Quante lacrime, quanto sangue, quante sofferenze, sei milioni di deportati sterminati soltanto perché ebrei. Shoah è una parola ebraica, che significa catastrofe, disastro, distruzione. Oggi viene usata per indicare lo sterminio sistematico.

“La prima pattuglia russa giunse in vista del campo verso il mezzogiorno del 27 gennaio 1945. “Fummo Charles ed io i primi a scorgerla: stavamo trasportando alla fossa comune il corpo di Somogyl (….)”. La liberazione di Auschwitz colse Primo Levi, ”marchiato” con il numero di matricola 174517, con la morte addosso e non in senso metaforico, lo racconta lui stesso ne La Tregua. “Rovesciammo la barella sulla neve corrotta, ché la fossa era ormai piena, ed altra sepoltura non si dava: Charles si tolse il berretto, a salutare i vivi e i morti (…..) Charles ed io sostammo presso la buca ricolma di membra livide, mentre altri abbattevano il reticolato; poi rientrammo con la barella vuota, a portare la notizia ai compagni”.

Per ricordare a chi vorrebbe riscriverla che la storia è quella di Primo Levi, dell’Olocausto e dei tanti milioni di vittime e dei tanti antifascisti che si opposero all’orrore per la loro e la nostra libertà.

Dalla scuola ci si attende che le nuove generazioni siano preparate a gestire al meglio i loro diritti e doveri come cittadini di questa Repubblica nata dalla Resistenza.
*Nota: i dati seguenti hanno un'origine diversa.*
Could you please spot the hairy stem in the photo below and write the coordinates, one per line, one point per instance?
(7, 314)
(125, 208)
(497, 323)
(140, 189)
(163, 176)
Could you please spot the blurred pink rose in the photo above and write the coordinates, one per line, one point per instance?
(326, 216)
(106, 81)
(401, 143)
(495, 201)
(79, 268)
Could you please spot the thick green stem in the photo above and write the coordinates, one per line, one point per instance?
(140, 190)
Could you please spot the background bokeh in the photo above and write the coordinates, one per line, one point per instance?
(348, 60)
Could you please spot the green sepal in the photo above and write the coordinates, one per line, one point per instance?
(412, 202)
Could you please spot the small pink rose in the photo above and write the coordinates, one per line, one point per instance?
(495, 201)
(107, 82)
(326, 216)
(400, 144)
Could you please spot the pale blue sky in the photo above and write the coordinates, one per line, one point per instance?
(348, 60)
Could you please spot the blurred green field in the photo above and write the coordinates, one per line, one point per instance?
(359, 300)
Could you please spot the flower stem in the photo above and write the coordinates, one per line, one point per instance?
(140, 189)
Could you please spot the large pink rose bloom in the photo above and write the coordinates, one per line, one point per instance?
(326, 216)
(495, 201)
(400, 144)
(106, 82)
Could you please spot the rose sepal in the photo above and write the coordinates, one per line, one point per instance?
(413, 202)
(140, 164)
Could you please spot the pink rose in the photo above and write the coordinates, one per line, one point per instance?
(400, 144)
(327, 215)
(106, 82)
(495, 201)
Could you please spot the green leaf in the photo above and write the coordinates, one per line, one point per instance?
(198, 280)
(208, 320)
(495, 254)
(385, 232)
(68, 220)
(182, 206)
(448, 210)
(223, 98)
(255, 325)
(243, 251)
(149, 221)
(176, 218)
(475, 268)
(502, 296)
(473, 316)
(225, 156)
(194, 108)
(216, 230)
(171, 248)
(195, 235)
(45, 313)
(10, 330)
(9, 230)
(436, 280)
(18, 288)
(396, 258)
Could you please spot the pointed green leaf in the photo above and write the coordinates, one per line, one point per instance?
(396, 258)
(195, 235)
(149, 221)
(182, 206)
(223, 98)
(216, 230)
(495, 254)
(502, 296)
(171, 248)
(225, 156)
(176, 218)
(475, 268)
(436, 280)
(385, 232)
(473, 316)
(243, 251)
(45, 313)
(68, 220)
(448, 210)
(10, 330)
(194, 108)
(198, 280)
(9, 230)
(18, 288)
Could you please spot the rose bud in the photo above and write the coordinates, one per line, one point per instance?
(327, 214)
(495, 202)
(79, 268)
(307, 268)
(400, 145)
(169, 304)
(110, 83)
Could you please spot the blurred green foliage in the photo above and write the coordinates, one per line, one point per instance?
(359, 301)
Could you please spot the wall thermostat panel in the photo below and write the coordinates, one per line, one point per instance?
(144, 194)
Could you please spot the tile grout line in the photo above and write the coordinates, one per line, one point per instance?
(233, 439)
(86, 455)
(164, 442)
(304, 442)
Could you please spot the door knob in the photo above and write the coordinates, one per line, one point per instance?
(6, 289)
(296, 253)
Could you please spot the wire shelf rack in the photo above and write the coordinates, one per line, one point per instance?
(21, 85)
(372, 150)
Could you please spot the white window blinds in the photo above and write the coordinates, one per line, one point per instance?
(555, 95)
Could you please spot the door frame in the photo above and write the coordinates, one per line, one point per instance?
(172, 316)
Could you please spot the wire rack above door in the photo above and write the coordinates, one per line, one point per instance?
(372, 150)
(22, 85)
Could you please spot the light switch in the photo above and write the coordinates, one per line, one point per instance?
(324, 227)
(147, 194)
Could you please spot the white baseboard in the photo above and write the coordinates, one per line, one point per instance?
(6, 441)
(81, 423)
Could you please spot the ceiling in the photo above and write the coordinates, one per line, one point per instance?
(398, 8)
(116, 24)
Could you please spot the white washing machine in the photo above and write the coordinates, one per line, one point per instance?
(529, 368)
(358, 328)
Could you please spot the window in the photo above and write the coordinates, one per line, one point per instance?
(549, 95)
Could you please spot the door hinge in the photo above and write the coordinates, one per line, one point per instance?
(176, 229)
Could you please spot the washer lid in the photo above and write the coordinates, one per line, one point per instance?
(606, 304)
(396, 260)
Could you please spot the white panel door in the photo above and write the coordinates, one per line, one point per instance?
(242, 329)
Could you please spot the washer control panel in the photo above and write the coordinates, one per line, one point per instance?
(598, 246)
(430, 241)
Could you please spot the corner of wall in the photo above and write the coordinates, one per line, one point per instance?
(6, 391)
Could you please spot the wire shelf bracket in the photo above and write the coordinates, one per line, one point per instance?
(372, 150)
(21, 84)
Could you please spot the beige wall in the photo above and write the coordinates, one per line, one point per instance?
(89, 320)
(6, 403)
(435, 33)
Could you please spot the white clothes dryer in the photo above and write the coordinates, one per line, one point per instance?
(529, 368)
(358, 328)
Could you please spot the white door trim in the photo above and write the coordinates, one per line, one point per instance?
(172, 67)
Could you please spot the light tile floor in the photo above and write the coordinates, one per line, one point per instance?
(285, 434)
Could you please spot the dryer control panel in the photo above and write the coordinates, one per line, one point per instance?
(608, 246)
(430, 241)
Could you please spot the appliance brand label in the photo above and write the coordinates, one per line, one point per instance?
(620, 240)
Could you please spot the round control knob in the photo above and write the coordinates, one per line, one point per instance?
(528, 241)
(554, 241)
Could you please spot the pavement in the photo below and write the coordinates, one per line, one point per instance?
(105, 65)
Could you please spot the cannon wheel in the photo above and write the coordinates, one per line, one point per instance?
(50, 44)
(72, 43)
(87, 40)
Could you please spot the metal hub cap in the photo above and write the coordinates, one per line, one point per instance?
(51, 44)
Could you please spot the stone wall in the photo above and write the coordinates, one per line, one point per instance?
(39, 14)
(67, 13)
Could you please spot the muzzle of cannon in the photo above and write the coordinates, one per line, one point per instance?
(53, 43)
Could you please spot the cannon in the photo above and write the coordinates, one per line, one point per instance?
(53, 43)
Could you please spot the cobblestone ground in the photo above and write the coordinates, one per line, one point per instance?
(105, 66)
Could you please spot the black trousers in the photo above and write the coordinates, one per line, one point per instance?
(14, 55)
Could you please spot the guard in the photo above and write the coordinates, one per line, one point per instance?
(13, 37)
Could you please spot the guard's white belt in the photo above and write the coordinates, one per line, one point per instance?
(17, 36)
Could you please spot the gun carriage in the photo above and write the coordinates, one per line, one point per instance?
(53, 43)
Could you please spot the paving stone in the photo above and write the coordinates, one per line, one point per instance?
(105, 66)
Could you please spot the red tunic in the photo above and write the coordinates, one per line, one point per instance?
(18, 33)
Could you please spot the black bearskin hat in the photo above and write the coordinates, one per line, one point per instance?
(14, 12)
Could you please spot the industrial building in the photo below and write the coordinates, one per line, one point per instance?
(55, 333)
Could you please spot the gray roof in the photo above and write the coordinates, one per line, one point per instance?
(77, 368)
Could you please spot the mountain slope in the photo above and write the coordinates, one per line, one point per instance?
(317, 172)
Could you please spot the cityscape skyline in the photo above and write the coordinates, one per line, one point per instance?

C’è la urgente necessità di dotare le nuove generazioni degli strumenti che soli consentono di dare al proprio impegno civile un peso adeguato.

L’eredità delle vittime ci obbliga a impegnarci per la pace, la tolleranza e lo spirito dell’Europa comune. Pace e riconciliazione attraverso la democrazia e la cooperazione, questa è la risposta dell’Europa alle catastrofi della prima metà del XX secolo. I luoghi della memoria come Auschwitz sono importanti per questo sviluppo, perché ci mostrano che quello che oggi diamo per scontato ancora qualche decennio fa non lo era. Che le conseguenze di un ideologia che disprezza l’uomo e della dittatura sono tremende e disastrose.

La memoria dunque come  possente strumento per capire e per rispondere alle sollecitazioni del presente: una memoria viva.

Civiltà significa procedere dalla legge del trionfo del più forte a quella del supporto per i più deboli, dalla soppressione del rivale al principio della solidarietà. Dunque valorizzare la varietà umana, la ricchezza delle “altre” culture, delle altre lingue, delle altre Fedi. Significa la libera circolazione delle idee, senza opporvi ostacoli, neppure economici.